In ihrem Vortrag sprach Anna über ihre persönlichen Erfahrungen, die sie bei ihrer Arbeit als Anwältin, als Aktivistin und in der Zusammenarbeit mit den betroffenen Gruppen gemacht hat. Sie plädierte leidenschaftlich dafür, die Erfahrungen und Beobachtungen der Bevölkerung in den Mittelpunkt der Arbeit und Forschung im Bereich Umweltgerechtigkeit zu stellen.

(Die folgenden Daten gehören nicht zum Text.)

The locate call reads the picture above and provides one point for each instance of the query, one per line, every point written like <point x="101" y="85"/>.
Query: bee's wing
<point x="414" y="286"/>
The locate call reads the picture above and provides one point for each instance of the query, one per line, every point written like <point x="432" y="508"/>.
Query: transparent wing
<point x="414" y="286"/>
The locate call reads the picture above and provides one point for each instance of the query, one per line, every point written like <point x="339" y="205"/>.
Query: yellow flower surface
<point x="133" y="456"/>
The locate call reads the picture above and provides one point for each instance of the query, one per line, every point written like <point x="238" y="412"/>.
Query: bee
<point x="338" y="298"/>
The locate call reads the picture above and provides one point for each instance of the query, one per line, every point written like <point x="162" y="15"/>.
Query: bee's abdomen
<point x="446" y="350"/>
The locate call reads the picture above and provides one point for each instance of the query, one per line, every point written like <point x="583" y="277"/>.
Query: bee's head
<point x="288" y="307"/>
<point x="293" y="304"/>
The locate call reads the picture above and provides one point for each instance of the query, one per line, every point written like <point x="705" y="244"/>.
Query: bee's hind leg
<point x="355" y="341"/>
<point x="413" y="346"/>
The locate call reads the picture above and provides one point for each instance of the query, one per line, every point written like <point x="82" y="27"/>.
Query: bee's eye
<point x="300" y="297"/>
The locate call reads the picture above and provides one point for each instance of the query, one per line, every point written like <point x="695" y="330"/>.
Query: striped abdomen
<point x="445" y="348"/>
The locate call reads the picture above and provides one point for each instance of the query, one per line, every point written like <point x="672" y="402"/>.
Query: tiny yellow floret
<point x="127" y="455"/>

Grenzen anfechten: Der Weg zum Sammeln von Beweisen
Anna begann mit der Aufforderung, eine Erfahrung vorzustellen: "Du kommst von der Arbeit nach Hause und bemerkst etwas in dem kleinen Wasserlauf in der Nähe. Etwas, das schlecht riecht und schlecht aussieht. Es hat die Farbe von etwas, das dir Angst macht..." Die emotionale und sensorische Auseinandersetzung mit der Umwelt ist der Grund für Annas Leidenschaft für ihre Arbeit. Bei ihrer Arbeit in verschiedenen Regionen der Welt, darunter auch in ihrer Heimat Italien, wurde sie mit den massiven und oft verborgenen Herausforderungen der Ölverschmutzung konfrontiert. Zunächst als Anwältin und dann als Forscherin tätig, interessierte sie sich für die Bewältigungsmechanismen, mit denen die Menschen in ihrem Alltag mit solchen Umweltproblemen umgehen. Dabei stellte sie fest, dass das Sammeln von Beweisen der Schlüssel zu einer Veränderung ist.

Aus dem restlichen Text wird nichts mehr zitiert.